ヨハン・ミヒャエル・フォーグル(Johann Michael Vogl, 1768年8月10日 - 1840年11月19日)はオーストリア帝国歌手作曲家フランツ・シューベルトの有力な支持者かつ支援者の一人であり、良かれと思って楽譜を一部改竄したことがあったとはいえ、シューベルトの歌曲を世に広く知らしめることに貢献した歌手の一人である。

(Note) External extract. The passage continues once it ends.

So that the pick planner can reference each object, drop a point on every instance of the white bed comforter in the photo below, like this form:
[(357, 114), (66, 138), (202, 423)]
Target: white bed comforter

声域はバリトンとされるが、実際にはテノールのパートも歌える幅広い声域を持っていたとも伝えられる[1]。フォーグルの生きた時代、特にオペラ歌手として舞台に立っていたころは、バリトンがテノールやバスとくらべて低く扱われていた時代であり、バリトンが主役に据えられたオペラは、フォーグルが活躍した時代になって初めて作曲された[2]
生涯

ヨハン・ミヒャエル・フォーグルは1768年8月10日、オーバーエスターライヒ地方シュタイアーに技術者の子として生まれる[3]。成長してクレムスミュンスター(ドイツ語版、英語版)のギムナジウムに進み、言語と哲学、法律[3]を学ぶ。クレムスミュンスター時代に、のちにヴォルフガング・アマデウス・モーツァルトの弟子となるフランツ・クサーヴァー・ジュースマイヤーと親しくなり、音楽の勉強も行うようになった。1786年にウィーンに移ってさらなる研さんに励み、1794年にジュスマイヤーの推薦によりウィーン宮廷歌劇場にデビューして[3]、その歌唱力と演技力で広く支持を集めることとなった。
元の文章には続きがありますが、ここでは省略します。